Все равно ты не смоешь клейма;

Нашей общей тюрьмою останется

До конца наших дней Колыма.

31 декабря 1952 года

«Горькой платой за глупую ложь…»

Горькой платой за глупую ложь

Наши лучшие годы уходят.

Где-то жизнь стороною проходит,

Как весенний живительный дождь:

Где-то плачут, а где-то поют;

Кто-то счастлив, а кто-то несчастен.

Я теперь ко всему безучастен,

Мой удел лишь терпенье и труд.

Искалеченный многими болями,

Распрощусь я с проклятой тюрьмой

И, быть может, вернуся домой,

Постаревший и обездоленный.

Ты меня у ворот повстречаешь

В тихом свете весеннего дня

И, конечно, не сразу узнаешь

В этом старом бродяге меня.

Я забуду про боль, про невзгоды

И навстречу тебе поспешу,

Ведь недаром я все эти годы

Образ твой в своем сердце ношу.

Знаю я, что суровою складкой

Меж бровей твоих грусть залегла,

И морозной серебряной прядкой

Стала прядка, что русой была.

Пусть мы стали с тобою седыми,

Пусть румянец на лицах угас,

В этот светлый и радостный час

Снова станем мы молодыми.

1953 год

«Пой-играй, гармоника, плачь-рыдай, метелица…»
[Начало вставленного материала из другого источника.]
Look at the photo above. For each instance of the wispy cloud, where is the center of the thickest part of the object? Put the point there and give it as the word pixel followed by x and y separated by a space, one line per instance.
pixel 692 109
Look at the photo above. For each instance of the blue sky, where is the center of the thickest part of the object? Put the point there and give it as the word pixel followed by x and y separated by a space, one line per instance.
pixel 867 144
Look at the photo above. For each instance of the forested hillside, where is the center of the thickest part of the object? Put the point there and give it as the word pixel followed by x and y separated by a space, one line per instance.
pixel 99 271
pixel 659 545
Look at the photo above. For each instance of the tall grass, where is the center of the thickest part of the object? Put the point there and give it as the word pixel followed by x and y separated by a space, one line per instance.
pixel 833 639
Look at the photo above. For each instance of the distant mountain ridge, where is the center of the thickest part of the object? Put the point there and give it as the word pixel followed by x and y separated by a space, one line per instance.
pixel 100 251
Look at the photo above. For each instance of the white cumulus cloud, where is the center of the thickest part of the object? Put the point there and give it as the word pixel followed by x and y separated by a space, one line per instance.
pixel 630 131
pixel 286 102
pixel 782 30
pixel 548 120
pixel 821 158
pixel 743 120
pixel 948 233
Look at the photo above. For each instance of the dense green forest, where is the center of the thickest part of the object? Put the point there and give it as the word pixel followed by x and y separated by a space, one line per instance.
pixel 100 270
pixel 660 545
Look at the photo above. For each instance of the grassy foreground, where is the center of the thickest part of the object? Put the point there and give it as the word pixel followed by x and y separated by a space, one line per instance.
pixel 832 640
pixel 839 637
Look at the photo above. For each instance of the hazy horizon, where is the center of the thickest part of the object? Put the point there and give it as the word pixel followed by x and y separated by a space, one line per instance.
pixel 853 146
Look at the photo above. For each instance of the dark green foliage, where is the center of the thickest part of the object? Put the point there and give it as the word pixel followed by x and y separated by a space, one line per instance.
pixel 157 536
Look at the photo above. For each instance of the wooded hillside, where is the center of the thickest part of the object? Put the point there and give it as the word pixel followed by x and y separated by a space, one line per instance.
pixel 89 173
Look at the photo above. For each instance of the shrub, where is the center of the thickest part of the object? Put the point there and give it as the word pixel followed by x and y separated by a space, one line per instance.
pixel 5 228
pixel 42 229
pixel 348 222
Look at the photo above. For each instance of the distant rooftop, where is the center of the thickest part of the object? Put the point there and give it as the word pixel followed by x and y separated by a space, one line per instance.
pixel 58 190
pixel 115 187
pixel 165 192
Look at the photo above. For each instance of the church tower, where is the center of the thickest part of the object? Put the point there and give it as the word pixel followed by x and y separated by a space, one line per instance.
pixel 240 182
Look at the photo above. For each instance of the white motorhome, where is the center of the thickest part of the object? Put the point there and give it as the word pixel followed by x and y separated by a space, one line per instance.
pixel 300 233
Пой-играй, гармоника, плачь-рыдай, метелица,

Пусть снега колючие по дорогам стелются.

По дорогам стелются пусть снега колючие!

Расскажи, гармоника, про обиды жгучие.

В лагеря далекие паренька отправили,

Девушку хорошую горевать оставили.

Ни за что у молодца жизнь под корень срублена,

Сколько недосказано, сколько недолюблено!

Сколько росных тропочек с милою не пройдено,

С милой, сероглазою, как березка, стройною.

И у милой девушки юность искалечена,

Сколько зорек утренних с миленьким не встречено!

Знают ночи темные, сколько слез ей пролито,

Как слезами горькими вся подушка полита.

Замолчи, гармоника, не шуми, метелица.

Пусть снега колючие саваном не стелются!